'Gone in 60 Seconds' is running on empty
The on-screen emblem of Jerry Bruckheimer Films, producer of action flicks like "Con Air" and "Armageddon," shows a zooming stretch of highway through the windshield of a speeding car. Living up to its logo, the company has now cranked out "Gone in 60 Seconds," a two-hour version of the same idea.
It's just as catchy for the eye, just as empty for the brain.
Nicolas Cage plays the protagonist, a reformed auto thief forced back into the business by an evil thug who's pledged to kill his brother if he doesn't steal 50 cars within the next three days. Helping out are a couple of old friends: a former crook who runs an auto-repair shop, and a driving instructor who finds crime less hazardous than his current profession. On their trail are two policemen who know as much about cars as they do.
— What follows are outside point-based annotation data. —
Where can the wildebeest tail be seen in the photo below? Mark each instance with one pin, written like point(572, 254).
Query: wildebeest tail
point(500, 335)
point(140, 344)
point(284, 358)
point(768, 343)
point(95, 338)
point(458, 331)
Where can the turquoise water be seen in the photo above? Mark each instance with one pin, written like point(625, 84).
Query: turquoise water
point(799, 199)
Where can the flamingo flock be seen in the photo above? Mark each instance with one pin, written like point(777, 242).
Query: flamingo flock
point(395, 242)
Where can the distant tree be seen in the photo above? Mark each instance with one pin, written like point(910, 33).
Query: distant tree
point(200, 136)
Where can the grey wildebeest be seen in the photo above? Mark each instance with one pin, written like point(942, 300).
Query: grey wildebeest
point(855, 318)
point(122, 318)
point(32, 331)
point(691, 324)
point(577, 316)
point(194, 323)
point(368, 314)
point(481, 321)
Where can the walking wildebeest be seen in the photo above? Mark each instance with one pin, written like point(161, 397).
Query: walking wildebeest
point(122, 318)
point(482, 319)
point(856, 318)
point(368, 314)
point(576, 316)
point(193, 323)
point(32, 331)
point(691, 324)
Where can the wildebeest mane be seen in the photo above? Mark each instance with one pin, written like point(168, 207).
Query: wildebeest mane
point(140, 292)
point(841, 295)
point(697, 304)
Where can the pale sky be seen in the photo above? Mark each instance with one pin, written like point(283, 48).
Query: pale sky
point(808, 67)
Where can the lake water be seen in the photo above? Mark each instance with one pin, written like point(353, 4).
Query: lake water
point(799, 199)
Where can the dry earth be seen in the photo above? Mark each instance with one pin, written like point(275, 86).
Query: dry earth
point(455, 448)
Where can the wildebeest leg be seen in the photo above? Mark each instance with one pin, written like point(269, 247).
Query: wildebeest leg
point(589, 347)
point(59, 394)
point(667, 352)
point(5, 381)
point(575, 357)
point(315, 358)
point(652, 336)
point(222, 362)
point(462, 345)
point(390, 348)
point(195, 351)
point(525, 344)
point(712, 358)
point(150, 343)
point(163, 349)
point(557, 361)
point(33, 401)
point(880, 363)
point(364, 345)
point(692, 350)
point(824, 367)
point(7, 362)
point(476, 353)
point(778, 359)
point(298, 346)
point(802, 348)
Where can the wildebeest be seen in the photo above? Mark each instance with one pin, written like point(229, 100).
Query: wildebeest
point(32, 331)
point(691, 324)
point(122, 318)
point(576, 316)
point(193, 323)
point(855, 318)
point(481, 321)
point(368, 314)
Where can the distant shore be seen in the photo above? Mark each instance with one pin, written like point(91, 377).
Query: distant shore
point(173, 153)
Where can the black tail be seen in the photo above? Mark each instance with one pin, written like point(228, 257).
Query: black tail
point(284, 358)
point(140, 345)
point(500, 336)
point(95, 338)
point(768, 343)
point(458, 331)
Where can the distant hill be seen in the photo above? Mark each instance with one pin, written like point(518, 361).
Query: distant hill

True to the Bruckheimer tradition, director Dominic Sena and screenwriter Scott Rosenberg have souped up this idea - purloined from a 1974 movie of the same title - with a complete set of trendy Hollywood formulas, including perfunctory nods to women's lib (Angelina Jolie is the gang's female member) and family values (Cage's character is only doing this to rescue his brother and save their mom some grief). The result is cinema at its most mind-numbingly trite, from its car-heisting prologue to its Evel Knievel climax.
All of which may please die-hard fans of the genre, but what's really indefensible is the movie's PG-13 rating. "Some material may be inappropriate" hardly begins to cover its bone-crunching violence, barbaric language, and gratuitous sexuality - not to mention the plot, designed to have us rooting for the crooks over the cops!
Where was the rating committee on this one? Gone in 60 seconds?
*Rated PG-13; contains large doses of violence, vulgarity.